The plugged-in revolution
Writing in the May edition of Touchstone magazine, senior editor S.M. Hutchens sees all sorts of dangers in contemporary church services that emphasize performers and egocentric lyrics. Hutchens begins his essay, "Please Me, O Lord," by describing what he witnessed during his return to an evangelical congregation:
On a recent visit to a fairly typical Evangelical church, we were treated to one of its regular features. A handsome young woman, attractively dressed, stood before the congregation with an eight-inch microphone, the head of which she held gently to her lips while she writhed and cooed a song in which she, with closed eyes and beckoning gestures, begged Jesus, as she worked her way toward its climax, to come fill her emptiness. The crowd liked it.
Kenneth Tanner, a friend of this blog commenting on the post "When bad music happens to a good God," made a similar critique when he cited Marie Barnett's "Breathe" as "perfectly awful" and "a classic of the new erotic-worship genre."
Jim Remsen explores the theological tensions of worship wars in a recent feature story for Knight Ridder Newspapers.
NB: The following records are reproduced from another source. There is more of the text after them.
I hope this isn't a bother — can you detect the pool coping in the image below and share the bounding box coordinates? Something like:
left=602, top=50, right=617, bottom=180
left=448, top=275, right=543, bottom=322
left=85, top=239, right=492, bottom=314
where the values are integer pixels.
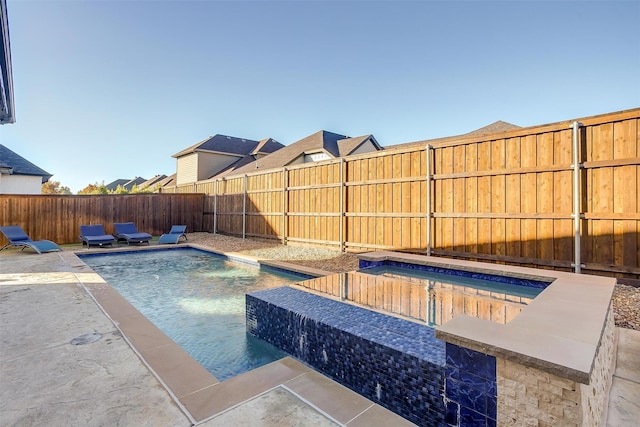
left=358, top=251, right=616, bottom=384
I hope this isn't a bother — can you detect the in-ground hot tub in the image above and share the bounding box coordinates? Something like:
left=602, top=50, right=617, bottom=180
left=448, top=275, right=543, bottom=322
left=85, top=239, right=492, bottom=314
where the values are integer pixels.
left=247, top=252, right=616, bottom=426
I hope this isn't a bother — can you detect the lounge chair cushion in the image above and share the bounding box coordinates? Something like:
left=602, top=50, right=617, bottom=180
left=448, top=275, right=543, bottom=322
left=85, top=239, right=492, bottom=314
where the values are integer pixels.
left=158, top=225, right=187, bottom=245
left=113, top=222, right=152, bottom=244
left=0, top=225, right=62, bottom=254
left=80, top=225, right=116, bottom=247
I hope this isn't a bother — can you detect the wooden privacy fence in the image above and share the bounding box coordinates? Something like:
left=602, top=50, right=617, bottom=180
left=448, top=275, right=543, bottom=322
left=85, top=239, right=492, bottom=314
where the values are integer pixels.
left=150, top=109, right=640, bottom=278
left=0, top=194, right=206, bottom=246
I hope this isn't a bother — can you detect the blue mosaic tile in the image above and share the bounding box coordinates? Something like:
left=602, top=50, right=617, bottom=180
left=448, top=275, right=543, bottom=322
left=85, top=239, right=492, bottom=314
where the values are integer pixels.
left=384, top=260, right=550, bottom=290
left=246, top=287, right=447, bottom=426
left=358, top=260, right=386, bottom=269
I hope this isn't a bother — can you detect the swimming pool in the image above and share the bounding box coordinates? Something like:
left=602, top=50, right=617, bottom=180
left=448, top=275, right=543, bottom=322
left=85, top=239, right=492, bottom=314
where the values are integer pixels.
left=80, top=248, right=305, bottom=381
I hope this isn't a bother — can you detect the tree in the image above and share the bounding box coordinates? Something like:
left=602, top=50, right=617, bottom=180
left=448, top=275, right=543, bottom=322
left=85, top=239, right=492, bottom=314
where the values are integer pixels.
left=42, top=180, right=71, bottom=194
left=78, top=182, right=109, bottom=194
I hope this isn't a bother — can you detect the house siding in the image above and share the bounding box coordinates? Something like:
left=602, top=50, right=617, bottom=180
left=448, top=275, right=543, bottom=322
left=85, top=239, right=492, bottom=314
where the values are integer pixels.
left=197, top=152, right=242, bottom=181
left=0, top=174, right=43, bottom=194
left=176, top=153, right=199, bottom=185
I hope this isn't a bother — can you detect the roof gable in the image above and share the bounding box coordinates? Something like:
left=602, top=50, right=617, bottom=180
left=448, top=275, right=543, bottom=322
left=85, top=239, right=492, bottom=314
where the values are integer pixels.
left=465, top=120, right=520, bottom=136
left=0, top=144, right=52, bottom=182
left=337, top=135, right=382, bottom=156
left=252, top=138, right=285, bottom=155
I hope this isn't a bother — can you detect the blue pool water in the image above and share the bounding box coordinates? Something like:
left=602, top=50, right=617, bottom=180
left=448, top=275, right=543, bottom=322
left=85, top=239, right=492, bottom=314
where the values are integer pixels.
left=80, top=248, right=304, bottom=381
left=361, top=265, right=544, bottom=299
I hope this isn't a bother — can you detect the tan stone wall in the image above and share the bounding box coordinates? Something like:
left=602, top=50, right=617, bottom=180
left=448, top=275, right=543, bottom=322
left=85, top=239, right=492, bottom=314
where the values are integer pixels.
left=496, top=303, right=615, bottom=426
left=580, top=304, right=616, bottom=426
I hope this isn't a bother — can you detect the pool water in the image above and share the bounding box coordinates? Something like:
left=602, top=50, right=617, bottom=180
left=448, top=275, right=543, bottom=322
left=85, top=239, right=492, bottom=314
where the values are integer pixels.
left=297, top=266, right=544, bottom=326
left=80, top=248, right=302, bottom=381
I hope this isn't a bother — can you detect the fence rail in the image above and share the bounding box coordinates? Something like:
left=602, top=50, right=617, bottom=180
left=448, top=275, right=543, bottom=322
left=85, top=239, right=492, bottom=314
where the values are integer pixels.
left=162, top=108, right=639, bottom=278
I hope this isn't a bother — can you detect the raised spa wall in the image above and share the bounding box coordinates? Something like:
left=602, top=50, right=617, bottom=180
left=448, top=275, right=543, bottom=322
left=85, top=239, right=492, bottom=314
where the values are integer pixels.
left=247, top=252, right=616, bottom=426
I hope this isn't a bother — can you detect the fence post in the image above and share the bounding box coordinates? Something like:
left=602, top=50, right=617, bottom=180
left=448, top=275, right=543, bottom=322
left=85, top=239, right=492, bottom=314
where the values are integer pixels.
left=340, top=158, right=345, bottom=252
left=213, top=179, right=218, bottom=234
left=282, top=167, right=287, bottom=245
left=571, top=121, right=584, bottom=274
left=243, top=174, right=247, bottom=240
left=425, top=144, right=432, bottom=256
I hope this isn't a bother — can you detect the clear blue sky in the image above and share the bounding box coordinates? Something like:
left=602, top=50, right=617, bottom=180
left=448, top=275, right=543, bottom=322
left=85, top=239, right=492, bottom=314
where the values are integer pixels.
left=1, top=0, right=639, bottom=193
Remsen mentions the book Give Praise to God, which the Alliance of Confessing Evangelicals is using to promote a more systematic approach to worship.
Remsen offers two witty summary paragraphs that get to the heart of the debate:
The alliance extols the approach of the late Rev. James Montgomery Boice, who led Tenth Presbyterian Church in Philadelphia -- and the alliance -- until his death from cancer in 2000. Steady as a metronome, Boice took his worshippers through: call to worship; doxology; psalm reading and responsive song; creedal confession; (lengthy) pastoral prayer; Scripture reading with pastoral explanation; offertory; singing of "the great hymns of the faith" (often derived from psalms); long sermon of "systematic expository preaching" through the books of the Bible; hymn; benediction.
In the feud often called "the worship wars," critics have called regulative worship outdated, puritanical and chilly as the northern European climes that nurtured it. Michael Horton, an alliance leader, counters that it is "logocentric and theocentric," whereas much current worship bespeaks consumerism, marketing and "a modern therapeutic orientation in its preaching, liturgy and music."
In an essay distributed by the alliance, church musician Leonard Payton offers an incisive list of 11 factors for identifying the "worship and praise choruses" that often draw large congregations but also agitate many Christians who long for lyrical depth:
These marks might be 1) small, guitar-based chord vocabulary; 2) slow rate of chord change rather than one chord per melody note; 3) performance by a "worship team," i.e., several people in front of the congregation leading at the same time; 4) lyrics without multiple stanzas; 5) lyrics that predominantly emphasize the subjective experience; 6) lyrics that can fit on a single overhead folio; 7) a visible claim of copyright; 8) lyrics that speak to God vaguely without a lot of cumbersome detail about his attributes or actions; 9) repetition of the song within the service; 10) people in the congregation closing their eyes, raising their hands, and gently swaying to the music; 11) an induced state of "worshipfulness," etc., in short, an overall music package that is rather strongly indexed to commercial, American popular music of the last three decades. (In the most extreme cases, some worship services are merely sanitized rock concerts, i.e., no foul language and no cloud of marijuana smoke up at the ceiling.)
Payton's essay is most striking because of the daring solution he proposes:
In some sense, the minister needs to become a musician and poet. I would add quickly that we are not necessarily talking about years of piano lessons or about aping popular music. No, the post-worship-wars-minister of the Word will be able to write poetry intended for the congregation's use, will be able to furnish the text with a melody intended for four generations to sing at the same time, and will be able to teach it to the congregation whether or not he has an instrument.
Back in 1999, Michael Hamilton wrote a worship wars cover story for Christianity Today (archive subscription required for full article). In that report, Hamilton mentioned a United Methodist Church in Birmingham, Ala., that offers such baby-boomer comfort quilts as the Doobie Brothers' "Jesus Is Just Alright With Me" and a new "Amazing Grace" set to the tune of the Eagles' "Peaceful Easy Feeling."
Thousands of churches across the nation are making similar musical choices, and to report on it is to step into a river of passions.